Other Cosatu affiliates and unions under the Independent Labour Caucus umbrella were on Tuesday night discussing the way forward with most public servants’ organizations rejecting the government’s wage offer.

The National Education Health and Allied Workers Union national executive proposed strike action to commence tomorrow, but were late on Tuesday night consulting their alliance partners in Cosatu at the Public Service Coordinating Bargaining Council in Centurion.
            “They have failed to persuade us. The only persuasion now is what we have asked for. We’ve come to the conclusion that there’s no other way.

            “Starting tomorrow (Wednesday) there will be a shutdown of all schools,” said Sadtu president Thobile Ntola.

MEC for Education Barbara Creecy has urged pupils to attend school, with a departmental contingency plan expected to be revealed today.

The National Association of Parents in School Governance (NAPSG) were on Tuesday night trying to co-opt university students and retired teachers to assist in filling the massive void which would be left by striking teachers.
            “For many of these kids, especially from the townships, the only chance they have in life is a senior certificate. This is a call to support your country,” said NAPSG president Mahlomola Kekana.

Their greatest fear was a protracted strike, as in 2007, which crippled the economy and did irreparable damage to pupils.

Kekana urged parents to report principals who skipped school or teachers who locked school gates. During the 24-hour strike last week, township schools – particularly in Soweto – were worst affected, with children who did arrive finding empty classrooms and offices.

Sadtu said they had decided on strike action as a last resort after more than seven months of negotiations with the government. Unions are demanding an 8.6 percent wage increase and a R1000 housing allowance, while the government has offered a 7 percent wage hike and R700 allowance.

The greatest concern in the education sector has been for Grade 12s who will shortly be writing their final exams.
“Don’t ask us that question. Ask the president (Jacob Zuma) and the minister of education what will happen to Grade 12s.” said Ntola.

The question of a housing allowance has been a particular sticking point in the negotiations, with unions arguing that their professionals were unable to afford shelter as they fell outside subsidized housing and could not qualify for bank loans.
“They can’t access housing for RDP, they can’t access housing through finance. They are actually in limbo,” said Ntola.
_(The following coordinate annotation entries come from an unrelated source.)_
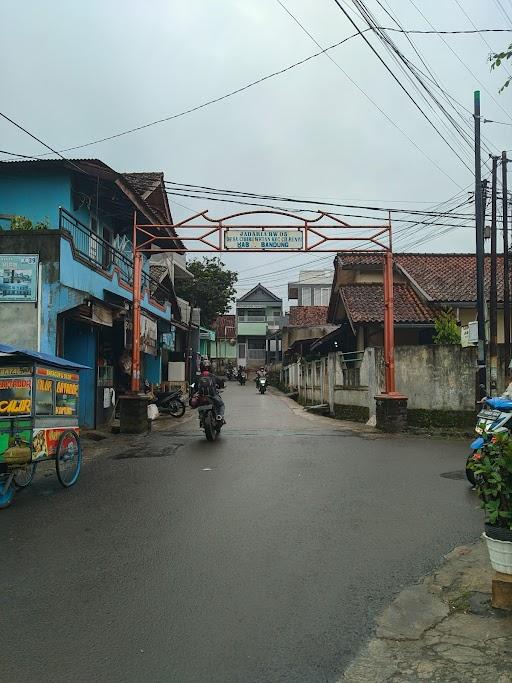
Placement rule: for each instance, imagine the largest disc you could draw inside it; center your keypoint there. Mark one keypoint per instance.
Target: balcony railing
(256, 354)
(104, 256)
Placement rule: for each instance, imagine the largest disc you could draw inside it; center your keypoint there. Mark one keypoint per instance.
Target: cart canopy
(14, 352)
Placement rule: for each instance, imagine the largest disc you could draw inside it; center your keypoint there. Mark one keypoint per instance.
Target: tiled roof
(225, 326)
(144, 183)
(443, 277)
(364, 303)
(308, 316)
(158, 272)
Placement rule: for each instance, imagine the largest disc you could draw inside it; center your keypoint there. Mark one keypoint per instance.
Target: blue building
(66, 272)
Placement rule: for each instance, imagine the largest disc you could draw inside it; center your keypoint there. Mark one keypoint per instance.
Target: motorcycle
(168, 402)
(207, 417)
(494, 418)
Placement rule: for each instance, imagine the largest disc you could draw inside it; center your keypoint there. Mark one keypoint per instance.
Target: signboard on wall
(280, 240)
(148, 335)
(18, 277)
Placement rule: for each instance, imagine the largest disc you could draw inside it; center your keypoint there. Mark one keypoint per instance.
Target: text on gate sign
(263, 239)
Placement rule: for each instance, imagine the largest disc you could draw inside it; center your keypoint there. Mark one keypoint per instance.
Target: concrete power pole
(506, 262)
(493, 312)
(480, 288)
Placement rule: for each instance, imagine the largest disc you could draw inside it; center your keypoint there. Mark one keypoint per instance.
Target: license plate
(489, 415)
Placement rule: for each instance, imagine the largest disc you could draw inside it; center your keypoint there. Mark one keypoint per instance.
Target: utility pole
(506, 262)
(493, 317)
(480, 289)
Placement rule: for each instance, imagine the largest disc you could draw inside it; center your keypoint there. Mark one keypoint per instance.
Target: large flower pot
(499, 545)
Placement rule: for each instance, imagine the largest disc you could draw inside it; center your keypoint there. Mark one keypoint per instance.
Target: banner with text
(263, 239)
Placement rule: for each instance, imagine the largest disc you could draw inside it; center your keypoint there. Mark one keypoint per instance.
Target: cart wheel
(23, 477)
(68, 458)
(7, 490)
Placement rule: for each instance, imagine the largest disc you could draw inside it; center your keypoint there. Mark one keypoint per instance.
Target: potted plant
(492, 466)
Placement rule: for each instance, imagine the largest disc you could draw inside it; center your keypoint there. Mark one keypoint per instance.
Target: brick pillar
(391, 413)
(133, 414)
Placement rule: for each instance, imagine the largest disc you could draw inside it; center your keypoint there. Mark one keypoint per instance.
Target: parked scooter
(495, 416)
(262, 384)
(168, 402)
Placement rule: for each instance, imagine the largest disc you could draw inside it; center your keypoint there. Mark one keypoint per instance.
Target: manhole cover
(146, 453)
(458, 474)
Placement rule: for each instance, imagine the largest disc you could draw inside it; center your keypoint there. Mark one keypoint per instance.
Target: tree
(447, 328)
(496, 61)
(212, 289)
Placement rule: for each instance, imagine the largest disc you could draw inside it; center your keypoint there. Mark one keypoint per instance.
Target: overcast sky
(74, 71)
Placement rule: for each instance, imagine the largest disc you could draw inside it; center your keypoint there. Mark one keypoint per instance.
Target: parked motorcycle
(495, 416)
(262, 384)
(168, 402)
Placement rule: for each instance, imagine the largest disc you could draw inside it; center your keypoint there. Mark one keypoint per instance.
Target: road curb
(442, 629)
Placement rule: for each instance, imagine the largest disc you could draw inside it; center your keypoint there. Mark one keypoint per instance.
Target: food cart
(38, 418)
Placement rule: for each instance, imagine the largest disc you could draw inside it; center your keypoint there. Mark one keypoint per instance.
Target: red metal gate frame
(316, 239)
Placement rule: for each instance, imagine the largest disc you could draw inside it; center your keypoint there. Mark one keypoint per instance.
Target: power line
(499, 4)
(400, 84)
(215, 100)
(34, 137)
(206, 189)
(459, 59)
(370, 99)
(415, 77)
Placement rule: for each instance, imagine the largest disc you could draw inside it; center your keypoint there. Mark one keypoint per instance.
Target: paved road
(260, 558)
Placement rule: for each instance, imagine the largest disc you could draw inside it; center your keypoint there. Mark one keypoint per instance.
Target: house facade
(77, 219)
(258, 321)
(225, 348)
(305, 325)
(424, 284)
(313, 288)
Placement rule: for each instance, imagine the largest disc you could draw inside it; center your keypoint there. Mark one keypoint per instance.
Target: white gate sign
(263, 239)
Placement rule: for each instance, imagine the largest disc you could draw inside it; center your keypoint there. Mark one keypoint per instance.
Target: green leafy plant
(497, 60)
(42, 225)
(447, 330)
(492, 466)
(21, 223)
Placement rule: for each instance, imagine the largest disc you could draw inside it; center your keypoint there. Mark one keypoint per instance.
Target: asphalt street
(262, 557)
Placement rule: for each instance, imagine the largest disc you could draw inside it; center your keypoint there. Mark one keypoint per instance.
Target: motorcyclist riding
(261, 372)
(212, 388)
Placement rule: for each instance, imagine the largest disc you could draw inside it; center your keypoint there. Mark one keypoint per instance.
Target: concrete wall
(36, 195)
(439, 382)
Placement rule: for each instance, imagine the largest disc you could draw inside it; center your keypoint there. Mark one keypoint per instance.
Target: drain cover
(132, 453)
(458, 474)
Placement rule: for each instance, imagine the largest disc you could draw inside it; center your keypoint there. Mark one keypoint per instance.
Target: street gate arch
(211, 235)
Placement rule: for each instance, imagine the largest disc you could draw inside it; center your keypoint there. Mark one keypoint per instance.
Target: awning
(333, 336)
(14, 352)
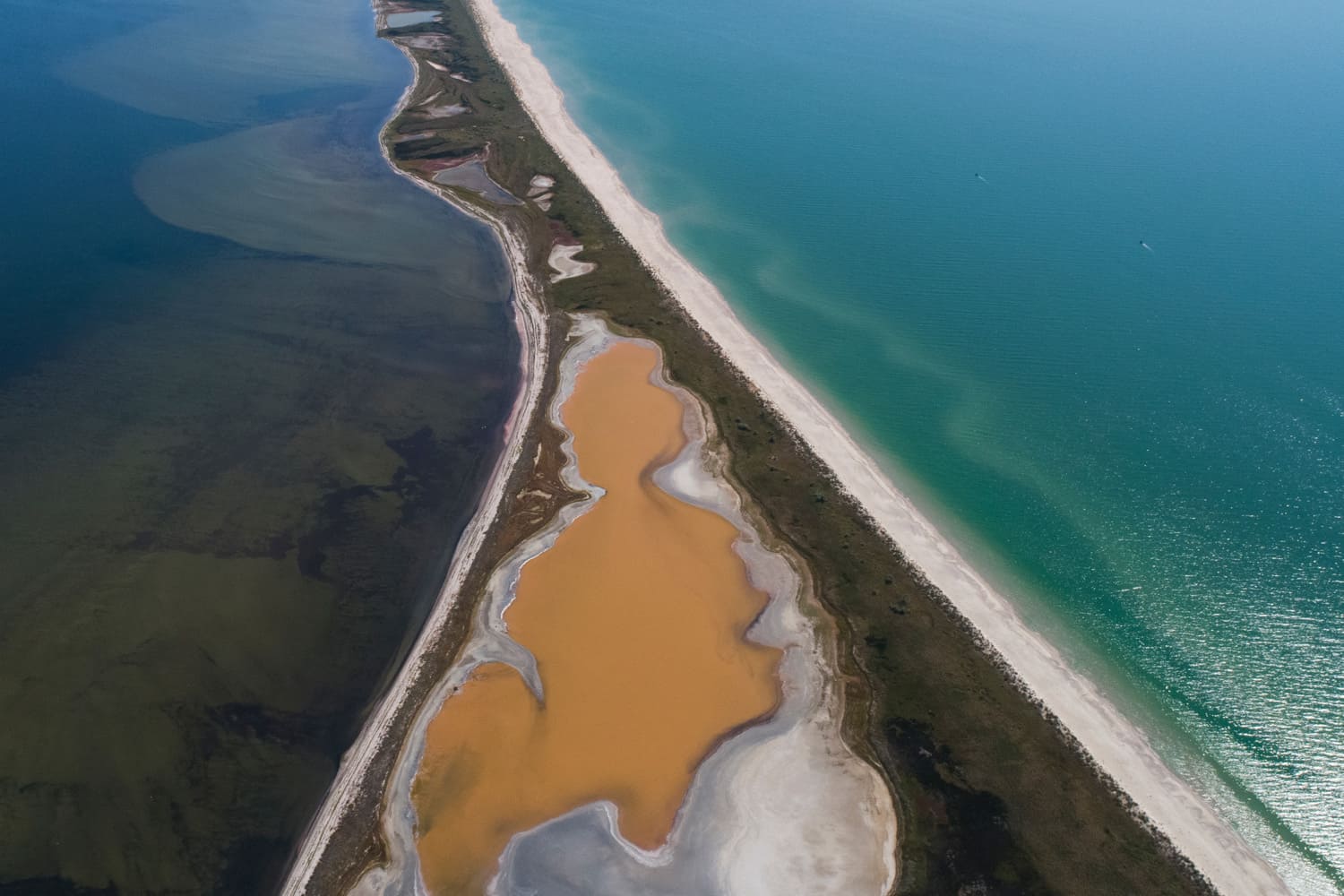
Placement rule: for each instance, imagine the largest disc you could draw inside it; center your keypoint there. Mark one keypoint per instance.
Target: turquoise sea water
(1077, 273)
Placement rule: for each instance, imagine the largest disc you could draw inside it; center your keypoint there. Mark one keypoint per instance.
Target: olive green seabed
(230, 495)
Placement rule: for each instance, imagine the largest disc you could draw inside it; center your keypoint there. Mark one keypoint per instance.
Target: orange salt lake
(637, 618)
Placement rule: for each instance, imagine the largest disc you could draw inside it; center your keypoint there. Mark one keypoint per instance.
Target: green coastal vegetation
(992, 796)
(228, 501)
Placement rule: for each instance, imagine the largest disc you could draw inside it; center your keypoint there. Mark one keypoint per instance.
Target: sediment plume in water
(637, 618)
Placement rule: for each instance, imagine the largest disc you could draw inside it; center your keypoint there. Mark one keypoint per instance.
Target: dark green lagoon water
(1145, 446)
(250, 383)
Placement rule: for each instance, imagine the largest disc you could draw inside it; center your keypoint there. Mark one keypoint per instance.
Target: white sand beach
(1112, 740)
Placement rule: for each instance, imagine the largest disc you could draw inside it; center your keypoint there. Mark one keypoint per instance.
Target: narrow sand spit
(831, 831)
(352, 780)
(1112, 740)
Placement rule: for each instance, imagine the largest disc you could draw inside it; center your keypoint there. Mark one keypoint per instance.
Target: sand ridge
(1120, 748)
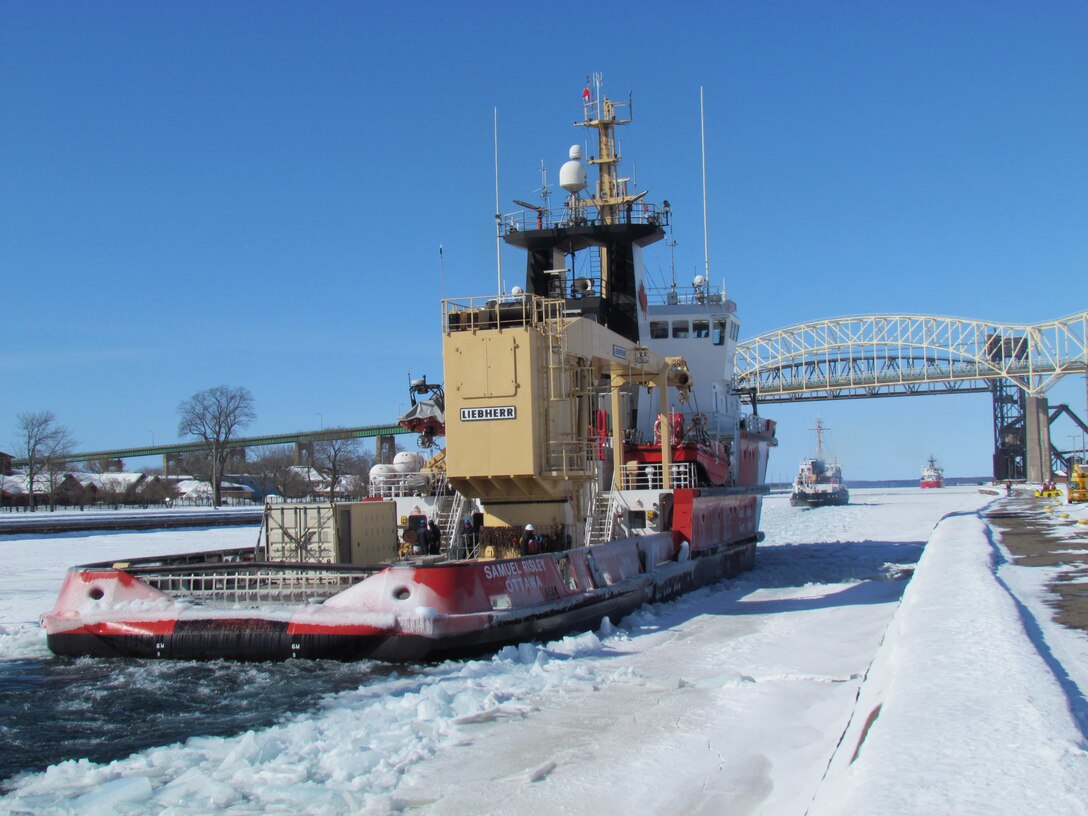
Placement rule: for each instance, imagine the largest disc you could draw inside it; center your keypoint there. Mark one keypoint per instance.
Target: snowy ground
(812, 684)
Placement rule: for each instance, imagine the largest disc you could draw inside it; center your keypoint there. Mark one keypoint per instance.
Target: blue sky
(254, 194)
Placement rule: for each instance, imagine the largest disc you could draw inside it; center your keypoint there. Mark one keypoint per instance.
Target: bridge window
(719, 332)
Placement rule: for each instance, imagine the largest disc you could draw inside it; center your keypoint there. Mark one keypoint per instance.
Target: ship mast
(819, 437)
(612, 199)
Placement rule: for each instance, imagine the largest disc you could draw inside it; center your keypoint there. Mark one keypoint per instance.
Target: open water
(58, 708)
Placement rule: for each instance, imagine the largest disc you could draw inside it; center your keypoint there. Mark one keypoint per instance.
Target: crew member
(435, 538)
(529, 541)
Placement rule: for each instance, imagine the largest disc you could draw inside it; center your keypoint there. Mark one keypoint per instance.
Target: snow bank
(961, 711)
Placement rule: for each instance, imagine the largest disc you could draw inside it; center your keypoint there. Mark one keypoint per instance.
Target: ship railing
(248, 584)
(639, 212)
(704, 294)
(648, 477)
(498, 311)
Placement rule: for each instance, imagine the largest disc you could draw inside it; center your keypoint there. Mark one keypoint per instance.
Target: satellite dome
(572, 174)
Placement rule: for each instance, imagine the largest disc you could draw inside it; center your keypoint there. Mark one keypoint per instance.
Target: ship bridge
(911, 355)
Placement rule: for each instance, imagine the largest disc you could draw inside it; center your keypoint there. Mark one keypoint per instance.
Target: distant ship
(818, 481)
(932, 474)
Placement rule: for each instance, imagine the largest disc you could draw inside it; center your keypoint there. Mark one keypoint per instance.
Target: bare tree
(195, 465)
(334, 458)
(44, 444)
(275, 472)
(214, 416)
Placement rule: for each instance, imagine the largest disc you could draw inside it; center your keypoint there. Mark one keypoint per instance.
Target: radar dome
(572, 174)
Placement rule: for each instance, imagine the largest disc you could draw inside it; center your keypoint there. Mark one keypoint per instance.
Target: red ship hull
(406, 613)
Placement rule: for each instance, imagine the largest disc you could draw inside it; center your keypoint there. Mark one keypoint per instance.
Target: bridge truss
(909, 355)
(903, 355)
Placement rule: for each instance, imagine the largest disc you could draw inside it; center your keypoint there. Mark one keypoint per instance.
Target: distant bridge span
(905, 355)
(911, 355)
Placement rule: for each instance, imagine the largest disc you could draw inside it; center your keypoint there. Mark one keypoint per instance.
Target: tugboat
(595, 459)
(932, 474)
(819, 482)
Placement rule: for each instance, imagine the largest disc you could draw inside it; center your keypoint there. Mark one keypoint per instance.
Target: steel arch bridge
(909, 355)
(905, 355)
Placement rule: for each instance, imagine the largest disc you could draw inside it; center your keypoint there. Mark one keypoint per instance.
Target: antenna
(498, 215)
(706, 234)
(545, 190)
(671, 244)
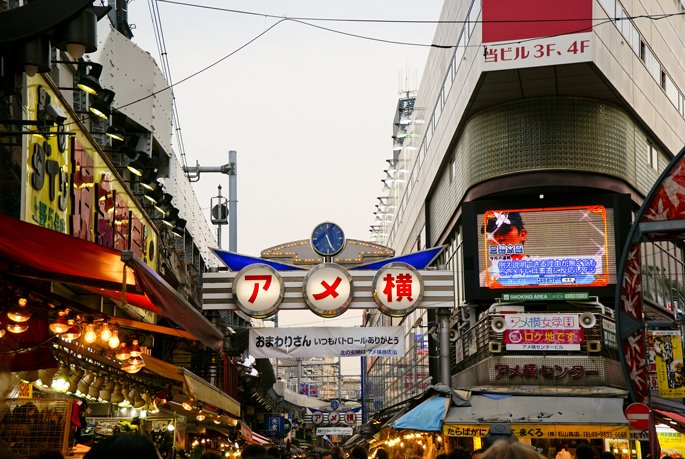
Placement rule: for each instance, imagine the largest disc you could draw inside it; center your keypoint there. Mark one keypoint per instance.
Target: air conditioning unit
(594, 346)
(495, 347)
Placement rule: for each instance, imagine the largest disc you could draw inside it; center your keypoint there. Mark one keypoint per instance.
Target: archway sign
(260, 287)
(661, 218)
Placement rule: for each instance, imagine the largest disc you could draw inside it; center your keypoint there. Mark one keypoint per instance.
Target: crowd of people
(141, 447)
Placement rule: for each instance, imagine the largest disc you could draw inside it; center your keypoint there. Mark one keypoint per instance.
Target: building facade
(534, 137)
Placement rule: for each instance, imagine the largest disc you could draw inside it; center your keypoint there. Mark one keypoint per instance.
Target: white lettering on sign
(562, 49)
(397, 289)
(258, 290)
(328, 290)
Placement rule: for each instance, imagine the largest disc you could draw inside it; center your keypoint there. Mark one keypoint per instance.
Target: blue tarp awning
(426, 417)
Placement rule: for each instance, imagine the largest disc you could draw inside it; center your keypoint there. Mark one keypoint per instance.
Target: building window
(652, 155)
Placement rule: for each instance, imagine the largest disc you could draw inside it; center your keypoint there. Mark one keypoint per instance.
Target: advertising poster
(547, 247)
(668, 351)
(672, 443)
(542, 332)
(458, 350)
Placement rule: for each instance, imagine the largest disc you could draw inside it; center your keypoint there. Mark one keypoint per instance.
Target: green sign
(545, 296)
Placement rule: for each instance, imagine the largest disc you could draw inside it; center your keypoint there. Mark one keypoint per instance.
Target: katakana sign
(326, 342)
(542, 332)
(545, 371)
(397, 289)
(531, 431)
(328, 290)
(258, 290)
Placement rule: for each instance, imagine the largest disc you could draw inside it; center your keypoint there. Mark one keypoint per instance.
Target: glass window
(671, 90)
(609, 6)
(473, 16)
(652, 64)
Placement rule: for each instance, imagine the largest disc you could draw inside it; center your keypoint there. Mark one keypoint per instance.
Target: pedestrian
(359, 452)
(122, 446)
(503, 449)
(253, 452)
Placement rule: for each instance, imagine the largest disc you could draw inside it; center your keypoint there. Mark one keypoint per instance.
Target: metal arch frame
(627, 325)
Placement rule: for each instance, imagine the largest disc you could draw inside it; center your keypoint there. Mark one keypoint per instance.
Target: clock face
(328, 239)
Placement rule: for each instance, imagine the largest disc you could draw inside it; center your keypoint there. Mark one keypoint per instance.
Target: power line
(405, 21)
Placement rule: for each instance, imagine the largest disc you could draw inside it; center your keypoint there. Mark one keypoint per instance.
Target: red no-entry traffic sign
(637, 415)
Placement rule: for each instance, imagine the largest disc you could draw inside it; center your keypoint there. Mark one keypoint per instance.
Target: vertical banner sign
(542, 332)
(47, 194)
(532, 33)
(668, 351)
(311, 342)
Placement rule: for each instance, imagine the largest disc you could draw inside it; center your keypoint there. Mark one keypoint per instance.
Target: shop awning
(201, 390)
(426, 417)
(32, 251)
(517, 409)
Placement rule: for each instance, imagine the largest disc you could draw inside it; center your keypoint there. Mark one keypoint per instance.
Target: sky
(309, 111)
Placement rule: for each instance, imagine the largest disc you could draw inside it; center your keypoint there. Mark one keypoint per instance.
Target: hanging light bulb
(60, 324)
(19, 313)
(123, 353)
(90, 336)
(133, 365)
(17, 327)
(105, 333)
(135, 349)
(187, 404)
(73, 332)
(114, 339)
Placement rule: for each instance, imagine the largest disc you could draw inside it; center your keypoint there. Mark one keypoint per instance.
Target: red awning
(679, 418)
(32, 251)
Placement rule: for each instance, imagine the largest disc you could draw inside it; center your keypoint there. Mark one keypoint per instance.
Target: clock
(328, 239)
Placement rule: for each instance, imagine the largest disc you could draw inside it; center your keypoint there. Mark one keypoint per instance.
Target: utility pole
(230, 169)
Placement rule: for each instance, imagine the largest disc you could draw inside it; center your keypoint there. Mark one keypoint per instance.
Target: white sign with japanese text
(397, 289)
(333, 431)
(328, 290)
(326, 342)
(538, 52)
(258, 290)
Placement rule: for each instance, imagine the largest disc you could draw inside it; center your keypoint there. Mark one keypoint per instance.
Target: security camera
(55, 114)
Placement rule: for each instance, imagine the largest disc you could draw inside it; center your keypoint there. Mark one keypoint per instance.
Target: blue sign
(275, 426)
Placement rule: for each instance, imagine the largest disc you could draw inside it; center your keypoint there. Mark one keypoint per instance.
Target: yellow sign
(70, 188)
(672, 443)
(542, 431)
(670, 373)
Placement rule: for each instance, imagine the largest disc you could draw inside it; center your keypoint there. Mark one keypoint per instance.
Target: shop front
(546, 423)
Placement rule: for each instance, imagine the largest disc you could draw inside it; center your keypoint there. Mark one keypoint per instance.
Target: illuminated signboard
(546, 247)
(70, 188)
(524, 247)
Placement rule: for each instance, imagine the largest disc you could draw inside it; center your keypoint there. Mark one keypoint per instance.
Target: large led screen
(546, 247)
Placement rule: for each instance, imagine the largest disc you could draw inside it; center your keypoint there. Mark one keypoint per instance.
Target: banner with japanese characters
(531, 431)
(532, 33)
(326, 342)
(542, 332)
(670, 373)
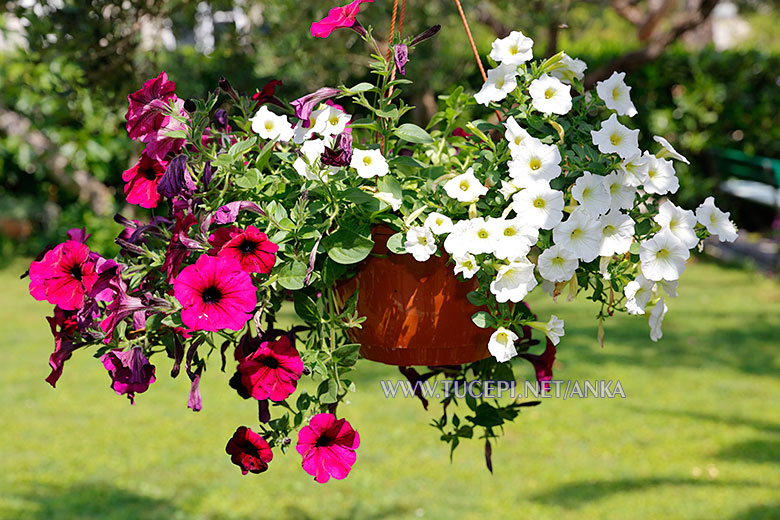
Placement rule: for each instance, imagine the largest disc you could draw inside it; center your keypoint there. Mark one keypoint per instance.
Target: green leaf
(413, 133)
(347, 247)
(396, 244)
(305, 307)
(291, 275)
(242, 147)
(361, 87)
(391, 185)
(483, 319)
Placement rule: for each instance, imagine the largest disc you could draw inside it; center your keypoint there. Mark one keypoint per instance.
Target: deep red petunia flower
(215, 293)
(141, 181)
(64, 276)
(146, 113)
(337, 18)
(249, 451)
(130, 371)
(251, 248)
(272, 371)
(328, 447)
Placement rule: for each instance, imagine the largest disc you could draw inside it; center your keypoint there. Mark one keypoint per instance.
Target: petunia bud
(428, 33)
(401, 54)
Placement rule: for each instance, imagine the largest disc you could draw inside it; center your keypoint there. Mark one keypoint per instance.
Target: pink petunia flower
(337, 18)
(328, 447)
(215, 293)
(251, 248)
(272, 371)
(249, 451)
(64, 276)
(141, 181)
(130, 371)
(148, 105)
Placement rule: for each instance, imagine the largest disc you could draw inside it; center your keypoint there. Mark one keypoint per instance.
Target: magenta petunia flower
(249, 451)
(64, 276)
(148, 106)
(215, 293)
(251, 248)
(130, 371)
(141, 181)
(328, 447)
(272, 371)
(543, 364)
(337, 18)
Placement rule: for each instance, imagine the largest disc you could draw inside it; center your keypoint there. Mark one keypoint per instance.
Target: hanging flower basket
(417, 313)
(468, 216)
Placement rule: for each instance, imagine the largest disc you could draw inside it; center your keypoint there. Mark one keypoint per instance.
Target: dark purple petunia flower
(249, 451)
(148, 106)
(543, 364)
(401, 55)
(130, 371)
(341, 153)
(305, 106)
(177, 179)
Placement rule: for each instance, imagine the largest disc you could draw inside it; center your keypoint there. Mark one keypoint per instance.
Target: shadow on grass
(760, 512)
(86, 501)
(576, 494)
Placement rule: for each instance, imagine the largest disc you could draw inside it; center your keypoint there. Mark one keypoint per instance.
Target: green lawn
(698, 435)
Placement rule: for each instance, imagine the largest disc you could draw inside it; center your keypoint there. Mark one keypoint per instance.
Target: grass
(698, 435)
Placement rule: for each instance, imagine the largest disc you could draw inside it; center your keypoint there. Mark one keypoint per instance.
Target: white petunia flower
(580, 234)
(613, 137)
(515, 49)
(456, 242)
(617, 234)
(570, 69)
(668, 150)
(465, 187)
(539, 205)
(663, 257)
(481, 236)
(591, 192)
(616, 94)
(620, 193)
(389, 199)
(514, 134)
(635, 169)
(420, 243)
(656, 319)
(438, 224)
(268, 125)
(513, 281)
(638, 292)
(534, 161)
(502, 344)
(466, 265)
(329, 120)
(309, 166)
(501, 81)
(660, 176)
(550, 95)
(716, 221)
(369, 163)
(680, 222)
(557, 264)
(513, 238)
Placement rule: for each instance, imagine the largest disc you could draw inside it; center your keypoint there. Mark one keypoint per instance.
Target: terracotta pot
(417, 312)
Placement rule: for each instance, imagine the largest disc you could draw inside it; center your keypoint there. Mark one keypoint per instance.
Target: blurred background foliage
(68, 65)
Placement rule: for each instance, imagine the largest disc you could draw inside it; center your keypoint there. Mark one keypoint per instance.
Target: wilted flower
(130, 371)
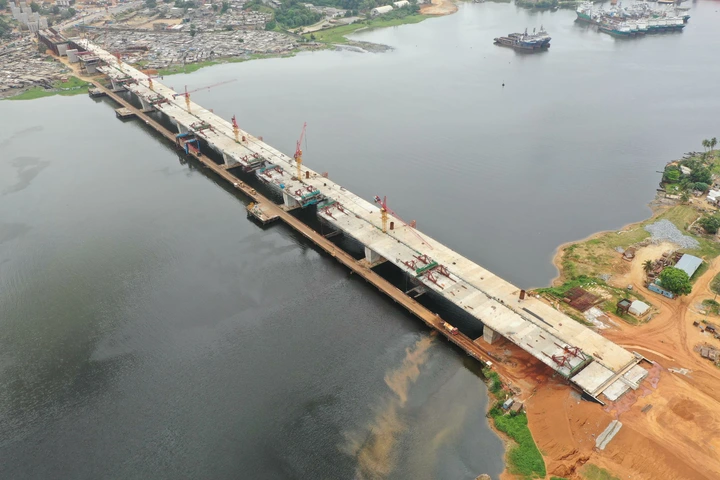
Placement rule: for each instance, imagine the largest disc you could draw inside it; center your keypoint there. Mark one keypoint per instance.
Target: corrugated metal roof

Zuma’s recent attacks on union leaders were also lambasted on Tuesday.
“We condemn the statement by Zuma,” said Sadtu general secretary Mugwena Maluleke.

Last week, the president lashed out at union leaders in an interview with SABC news, criticizing those who abused their platforms to issue political statements that had nothing to do with worker demands. He said union leaders who made statements as if they were in the opposition should be dealt with accordingly.

Zuma’s remarks came after Cosatu secretary-general Zwelinzima Vavi criticized the salaries of the president, his ministers and director-generals, when compared to ordinary public servants.

Ntola said the government had a “responsibility to honour the demands by workers without trivializing them. Politics cannot be separated from the struggle for labour rights.”

Across the country, a number of teachers had indicated they would not join the strike.
“I think whether to strike or not is optional. When we did a survey of our schools most teachers indicated they would be attending,” said the Governors Alliance’s Kathy Callaghan, representing a number of school governing bodies countrywide. She said schools had put in place contingency plans for safety reasons, with extra security guards on the grounds and police on standby. There have been fears that striking teachers would prevent pupils and others teachers from attending.

At Fred Norman Secondary in Ennerdale, Sadtu teachers have been discouraging pupils from entering the school.